Я вернулась в Москву, и мы с тобой заново начали привыкать друг к другу. Жизнь впереди постепенно превращалась в жизнь сегодняшнюю, словно двигалась пленка в кинопроекторе. Было видно, сколько стало на второй бобине, а сколько остается на первой – было известно только киномеханику. И то, что оказывалось на второй, нарастало и накладывалось друг на друга, как древесные кольца. И было раздельным, если только посмотреть сверху, как на срез ствола. Если же посмотреть сбоку, то все напластовывалось и просвечивало одно сквозь другое, и существовало не последовательно, а одновременно. И кто-то, в самом начале фильма еще молодой, соседствовал с собой старым, а потом оба присутствовали на собственных похоронах, но при этом опять продолжали жить.
Твои родители звали нас к себе, но мы предпочитали по-прежнему снимать. Мы были женаты три года, но жизнь наша мало напоминала супружескую. Это было продолжение романа с поцелуями мимоходом, любовными монологами, объятиями в самых неприспособленных местах, обидами по пустякам и скорыми примирениями. И каждый вечер мы ложились вместе в узкую деревянную кровать, которая никогда не казалась нам тесной. И это было – счастье.
Наше желание сохранить независимость совпадало с желанием хозяйки в это голодное и безработное время сохранить статью дохода. Боясь потерять проверенных жильцов, она даже прекратила ежегодные ноябрьские набеги своей феодосийской родни.
В конце восемьдесят девятого на адрес моего журнала пришло письмо от Алисы.

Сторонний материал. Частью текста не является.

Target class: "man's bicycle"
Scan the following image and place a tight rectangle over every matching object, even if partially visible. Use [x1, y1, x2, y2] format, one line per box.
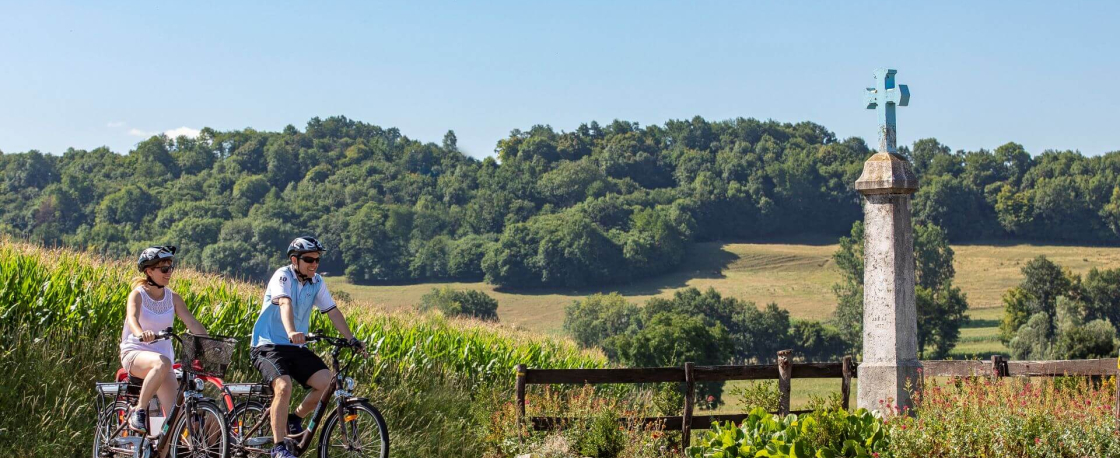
[93, 328, 236, 458]
[226, 334, 389, 458]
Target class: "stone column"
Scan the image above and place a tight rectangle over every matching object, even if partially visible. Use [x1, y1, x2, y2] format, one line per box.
[856, 151, 922, 413]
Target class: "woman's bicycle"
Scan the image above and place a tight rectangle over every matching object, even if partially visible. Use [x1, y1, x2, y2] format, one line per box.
[93, 328, 236, 458]
[226, 334, 389, 458]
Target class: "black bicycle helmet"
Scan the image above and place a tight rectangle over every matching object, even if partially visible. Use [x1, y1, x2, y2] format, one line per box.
[288, 235, 327, 258]
[137, 245, 178, 272]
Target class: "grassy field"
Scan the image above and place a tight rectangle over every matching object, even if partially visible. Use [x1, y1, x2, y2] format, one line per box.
[330, 239, 1120, 320]
[330, 239, 1120, 365]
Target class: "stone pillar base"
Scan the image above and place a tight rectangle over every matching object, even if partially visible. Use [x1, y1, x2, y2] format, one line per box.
[856, 361, 922, 414]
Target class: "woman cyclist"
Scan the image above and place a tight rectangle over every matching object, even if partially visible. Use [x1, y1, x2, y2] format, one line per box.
[121, 246, 206, 433]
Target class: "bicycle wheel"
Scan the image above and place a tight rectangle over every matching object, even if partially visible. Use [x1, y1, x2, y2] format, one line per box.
[93, 401, 131, 458]
[168, 401, 230, 458]
[226, 401, 272, 454]
[319, 401, 389, 458]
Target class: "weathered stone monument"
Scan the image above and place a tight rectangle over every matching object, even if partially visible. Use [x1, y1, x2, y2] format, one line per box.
[856, 69, 922, 410]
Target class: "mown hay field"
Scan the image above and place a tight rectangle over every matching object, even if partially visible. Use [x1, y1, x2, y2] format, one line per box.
[332, 240, 1120, 357]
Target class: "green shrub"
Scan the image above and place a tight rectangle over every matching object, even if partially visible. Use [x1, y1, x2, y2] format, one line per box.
[420, 287, 497, 321]
[688, 408, 889, 458]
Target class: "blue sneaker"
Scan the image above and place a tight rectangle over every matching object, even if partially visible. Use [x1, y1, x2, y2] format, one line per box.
[288, 413, 304, 436]
[129, 409, 148, 433]
[270, 441, 296, 458]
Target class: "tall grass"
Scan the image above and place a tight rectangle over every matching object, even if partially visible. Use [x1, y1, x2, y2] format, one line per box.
[0, 239, 606, 456]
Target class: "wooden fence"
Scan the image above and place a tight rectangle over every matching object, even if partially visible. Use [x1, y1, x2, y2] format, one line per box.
[516, 350, 1120, 447]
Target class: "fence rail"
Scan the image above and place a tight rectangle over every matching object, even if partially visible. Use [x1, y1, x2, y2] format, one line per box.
[515, 350, 1120, 447]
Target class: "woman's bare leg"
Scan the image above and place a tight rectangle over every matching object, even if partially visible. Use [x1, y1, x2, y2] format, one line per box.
[129, 352, 175, 409]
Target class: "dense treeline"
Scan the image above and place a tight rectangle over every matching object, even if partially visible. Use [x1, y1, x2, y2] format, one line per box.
[999, 256, 1120, 359]
[0, 116, 1120, 287]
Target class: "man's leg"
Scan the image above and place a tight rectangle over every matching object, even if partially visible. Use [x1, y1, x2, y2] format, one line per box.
[270, 375, 291, 443]
[296, 368, 330, 418]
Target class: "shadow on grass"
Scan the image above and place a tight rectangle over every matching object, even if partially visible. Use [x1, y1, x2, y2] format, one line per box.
[961, 318, 999, 329]
[495, 243, 739, 296]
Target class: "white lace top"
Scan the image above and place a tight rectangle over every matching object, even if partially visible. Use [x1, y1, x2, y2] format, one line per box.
[121, 287, 175, 363]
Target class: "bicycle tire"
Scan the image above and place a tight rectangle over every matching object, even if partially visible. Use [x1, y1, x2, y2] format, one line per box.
[93, 401, 131, 458]
[168, 401, 230, 458]
[319, 401, 389, 458]
[226, 401, 272, 456]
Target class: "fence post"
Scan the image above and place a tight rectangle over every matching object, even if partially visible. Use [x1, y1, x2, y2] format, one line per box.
[777, 349, 793, 417]
[681, 363, 697, 447]
[840, 356, 851, 410]
[1112, 359, 1120, 431]
[514, 364, 525, 436]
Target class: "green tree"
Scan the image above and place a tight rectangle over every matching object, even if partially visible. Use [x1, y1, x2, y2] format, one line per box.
[563, 292, 641, 347]
[97, 185, 159, 224]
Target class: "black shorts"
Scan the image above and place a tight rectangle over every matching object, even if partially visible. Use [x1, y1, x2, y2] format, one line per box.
[250, 344, 327, 389]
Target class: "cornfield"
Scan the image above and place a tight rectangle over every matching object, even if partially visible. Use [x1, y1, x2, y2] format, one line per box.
[0, 237, 606, 456]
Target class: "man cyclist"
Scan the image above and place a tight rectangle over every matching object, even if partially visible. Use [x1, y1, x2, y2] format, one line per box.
[251, 236, 365, 458]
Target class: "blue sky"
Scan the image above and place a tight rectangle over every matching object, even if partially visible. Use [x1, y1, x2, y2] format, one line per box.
[0, 0, 1120, 157]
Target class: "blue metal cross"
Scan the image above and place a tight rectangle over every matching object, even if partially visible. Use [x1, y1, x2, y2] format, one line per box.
[867, 68, 909, 153]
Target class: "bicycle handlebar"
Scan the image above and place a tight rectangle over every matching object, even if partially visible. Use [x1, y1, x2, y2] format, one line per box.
[306, 334, 362, 348]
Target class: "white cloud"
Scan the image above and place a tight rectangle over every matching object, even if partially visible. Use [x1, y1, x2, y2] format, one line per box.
[164, 125, 202, 139]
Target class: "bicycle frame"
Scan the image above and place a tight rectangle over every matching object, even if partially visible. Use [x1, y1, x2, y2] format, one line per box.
[242, 335, 360, 456]
[106, 335, 222, 458]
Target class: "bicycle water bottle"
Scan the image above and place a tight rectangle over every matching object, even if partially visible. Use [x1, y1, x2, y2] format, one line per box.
[148, 398, 167, 436]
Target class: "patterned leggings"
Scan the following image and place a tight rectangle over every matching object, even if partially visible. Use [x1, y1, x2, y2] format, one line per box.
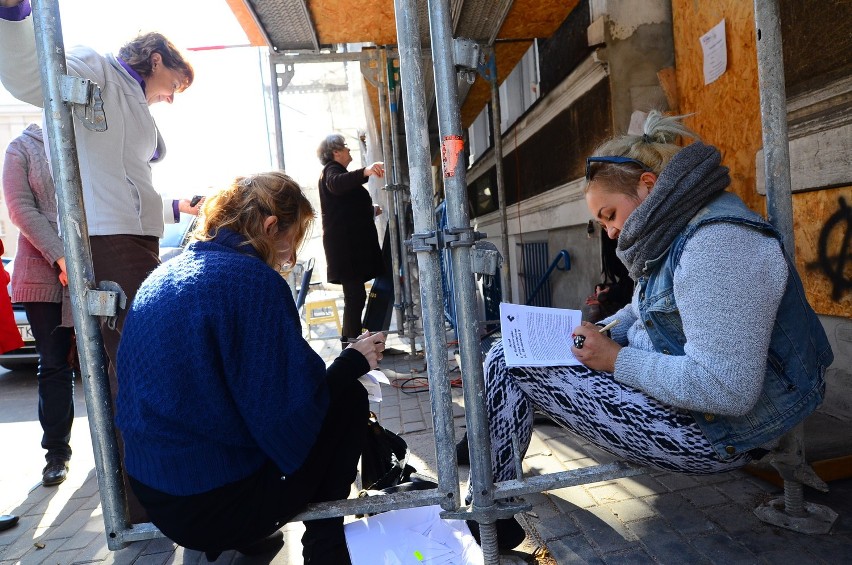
[485, 342, 752, 481]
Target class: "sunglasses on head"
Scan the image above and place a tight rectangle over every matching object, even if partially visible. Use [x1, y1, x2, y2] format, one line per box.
[586, 155, 654, 180]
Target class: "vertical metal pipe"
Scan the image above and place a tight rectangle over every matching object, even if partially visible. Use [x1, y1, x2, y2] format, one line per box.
[394, 0, 460, 510]
[421, 0, 494, 563]
[388, 66, 417, 357]
[376, 47, 405, 333]
[33, 0, 129, 550]
[754, 0, 807, 516]
[754, 0, 796, 259]
[488, 47, 512, 302]
[269, 57, 285, 171]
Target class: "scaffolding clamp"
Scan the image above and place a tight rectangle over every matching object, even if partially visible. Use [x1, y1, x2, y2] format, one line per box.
[453, 37, 484, 84]
[443, 226, 487, 249]
[405, 231, 441, 253]
[86, 281, 127, 330]
[59, 75, 107, 131]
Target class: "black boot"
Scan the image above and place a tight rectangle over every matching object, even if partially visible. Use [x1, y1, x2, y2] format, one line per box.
[466, 517, 527, 551]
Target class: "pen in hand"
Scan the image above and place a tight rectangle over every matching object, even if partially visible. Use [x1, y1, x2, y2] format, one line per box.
[346, 332, 384, 343]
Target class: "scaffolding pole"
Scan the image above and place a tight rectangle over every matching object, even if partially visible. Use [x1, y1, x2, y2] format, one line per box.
[387, 59, 419, 358]
[394, 0, 461, 510]
[376, 47, 405, 334]
[32, 0, 141, 550]
[488, 47, 512, 302]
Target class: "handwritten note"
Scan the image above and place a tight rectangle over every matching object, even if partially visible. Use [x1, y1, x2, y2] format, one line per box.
[700, 19, 728, 84]
[500, 302, 582, 367]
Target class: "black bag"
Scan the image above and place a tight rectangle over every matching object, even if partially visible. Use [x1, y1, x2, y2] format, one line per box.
[361, 411, 417, 490]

Оно было из Парижа. Сначала я прочитала его одна, потом вместе с тобой, потом пришла Рогнеда, и мы читали его все вместе.
Мы сидели на кухне при включенной газовой плите, топили плохо, на столе не было ничего, кроме горячего чая, нарезанной булки и банки домашнего варенья, которым регулярно снабжала нас твоя мама, и опять читали Алисино письмо, находя в нем все новые детали и оттенки. Мы читали его, наверное, так, как в войну читали письма с фронта. Только фронтом теперь были мы. И если еще не фронтом, то прифронтовой полосой – точно.

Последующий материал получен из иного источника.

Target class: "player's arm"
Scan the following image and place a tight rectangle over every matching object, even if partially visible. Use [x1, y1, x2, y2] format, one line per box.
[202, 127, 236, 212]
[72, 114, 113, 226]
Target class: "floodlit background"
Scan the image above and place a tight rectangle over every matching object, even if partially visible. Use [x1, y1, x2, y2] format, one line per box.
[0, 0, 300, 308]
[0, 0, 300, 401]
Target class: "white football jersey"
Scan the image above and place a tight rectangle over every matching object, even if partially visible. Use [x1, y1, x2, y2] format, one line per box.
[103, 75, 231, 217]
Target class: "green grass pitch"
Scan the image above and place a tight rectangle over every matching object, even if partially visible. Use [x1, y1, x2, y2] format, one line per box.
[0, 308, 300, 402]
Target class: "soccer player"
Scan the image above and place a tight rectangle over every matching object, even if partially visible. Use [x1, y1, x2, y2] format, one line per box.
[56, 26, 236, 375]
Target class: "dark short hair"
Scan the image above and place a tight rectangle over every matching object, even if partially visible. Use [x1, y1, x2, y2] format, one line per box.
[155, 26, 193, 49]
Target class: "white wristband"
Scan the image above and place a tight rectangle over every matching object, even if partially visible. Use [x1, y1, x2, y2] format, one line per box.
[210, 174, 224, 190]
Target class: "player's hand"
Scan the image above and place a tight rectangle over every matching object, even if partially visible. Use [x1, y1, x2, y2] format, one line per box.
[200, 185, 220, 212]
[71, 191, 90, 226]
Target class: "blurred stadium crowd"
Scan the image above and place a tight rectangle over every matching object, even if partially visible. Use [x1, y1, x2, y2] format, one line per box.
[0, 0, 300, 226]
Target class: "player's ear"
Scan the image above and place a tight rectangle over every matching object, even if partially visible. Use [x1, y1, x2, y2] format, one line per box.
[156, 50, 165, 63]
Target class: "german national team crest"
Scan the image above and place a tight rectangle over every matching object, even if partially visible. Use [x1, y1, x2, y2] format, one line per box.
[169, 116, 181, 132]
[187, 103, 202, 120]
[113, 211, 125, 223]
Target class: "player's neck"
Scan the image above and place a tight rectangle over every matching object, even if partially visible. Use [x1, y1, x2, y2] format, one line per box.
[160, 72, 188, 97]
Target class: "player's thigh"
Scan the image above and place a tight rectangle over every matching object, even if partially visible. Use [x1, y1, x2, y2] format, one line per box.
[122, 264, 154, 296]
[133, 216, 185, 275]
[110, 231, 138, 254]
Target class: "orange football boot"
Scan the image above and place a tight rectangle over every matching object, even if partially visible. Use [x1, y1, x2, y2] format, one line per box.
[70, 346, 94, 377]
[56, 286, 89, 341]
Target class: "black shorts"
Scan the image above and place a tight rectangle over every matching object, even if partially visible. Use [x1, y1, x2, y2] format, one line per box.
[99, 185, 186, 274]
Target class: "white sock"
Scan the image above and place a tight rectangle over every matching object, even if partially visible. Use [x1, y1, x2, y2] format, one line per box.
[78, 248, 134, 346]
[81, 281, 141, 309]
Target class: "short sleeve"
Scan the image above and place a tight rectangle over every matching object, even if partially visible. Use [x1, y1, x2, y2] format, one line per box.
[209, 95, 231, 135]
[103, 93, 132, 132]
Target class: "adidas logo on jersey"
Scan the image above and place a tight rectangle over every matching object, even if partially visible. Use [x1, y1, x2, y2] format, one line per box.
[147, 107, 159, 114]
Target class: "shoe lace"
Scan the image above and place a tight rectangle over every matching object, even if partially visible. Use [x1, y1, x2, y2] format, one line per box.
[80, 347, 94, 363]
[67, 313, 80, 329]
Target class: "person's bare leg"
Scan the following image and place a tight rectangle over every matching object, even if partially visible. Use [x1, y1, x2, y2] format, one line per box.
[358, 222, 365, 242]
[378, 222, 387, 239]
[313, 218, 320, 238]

Алиса писала, что разыскала своих дальних французских родственников, что история побега ее бабки в сталинскую Россию стала со временем семейной легендой и никто не верил, что беглянка и ее муж уцелели, тем более что все официальные запросы оставались без ответа. Писала, что внешне оказалась очень похожей на внучатую племянницу своей бабки, что уже хорошо говорит по-французски и нашла работу в одной из частных музыкальных школ, преподает сольфеджио и фортепьяно и что сейчас они с другом, начинающим композитором, снимают квартиру в Шеневьере, предместье Парижа, но вот-вот переберутся поближе к месту работы, адрес она пришлет, это неподалеку от площади Италии, в квартале Бют-Окай, где много улочек, так похожих на Замоскворецкие.
«Знаешь, – писала Алиса дальше, – я до сих пор помню всё
Она писала, что много ходит одна, и ей кажется, что когда-то давно она пережила в этом городе большую любовь, «а это совсем другое, чем бродить по просто городу, каким бы прекрасным он ни был».

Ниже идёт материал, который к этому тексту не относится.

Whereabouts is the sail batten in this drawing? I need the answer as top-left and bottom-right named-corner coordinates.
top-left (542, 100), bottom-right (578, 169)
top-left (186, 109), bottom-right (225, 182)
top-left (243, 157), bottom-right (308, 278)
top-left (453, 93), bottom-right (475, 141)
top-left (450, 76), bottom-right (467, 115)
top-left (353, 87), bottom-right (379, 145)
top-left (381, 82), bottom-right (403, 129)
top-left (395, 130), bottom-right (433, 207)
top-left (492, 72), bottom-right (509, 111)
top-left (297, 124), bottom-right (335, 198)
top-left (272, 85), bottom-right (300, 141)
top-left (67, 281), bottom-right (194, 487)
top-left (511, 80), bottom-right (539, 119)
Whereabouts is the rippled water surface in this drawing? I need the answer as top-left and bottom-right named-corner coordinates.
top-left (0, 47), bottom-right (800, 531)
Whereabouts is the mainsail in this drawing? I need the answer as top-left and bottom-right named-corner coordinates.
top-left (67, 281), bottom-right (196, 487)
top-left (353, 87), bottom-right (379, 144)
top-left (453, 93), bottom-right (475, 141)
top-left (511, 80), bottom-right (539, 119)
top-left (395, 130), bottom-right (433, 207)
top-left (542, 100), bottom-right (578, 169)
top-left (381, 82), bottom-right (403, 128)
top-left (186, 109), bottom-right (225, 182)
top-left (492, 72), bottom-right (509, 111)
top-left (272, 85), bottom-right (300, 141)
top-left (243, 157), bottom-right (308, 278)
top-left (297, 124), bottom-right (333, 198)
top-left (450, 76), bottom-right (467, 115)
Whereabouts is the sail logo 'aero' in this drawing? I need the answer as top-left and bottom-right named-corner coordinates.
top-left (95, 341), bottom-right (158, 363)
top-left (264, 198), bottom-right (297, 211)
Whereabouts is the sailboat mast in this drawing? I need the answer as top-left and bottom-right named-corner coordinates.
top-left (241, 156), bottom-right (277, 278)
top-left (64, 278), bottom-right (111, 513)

«Какое наслаждение – стоять на мосту через Сену и смотреть на вечернее солнце, под которое так же приятно подставлять лицо, как под взгляд любимого человека…»
Эта словесная феерия казалась нам единственной реальностью в той промежуточной жизни, которую мы тогда вели.
Заканчивалось письмо вполне риторическим вопросом-припиской: «Как вы там все поживаете?»
Обратного адреса на конверте не оказалось. Может быть, потому что написано письмо было накануне переезда, не знаю. И писем, кроме этого единственного, больше не было.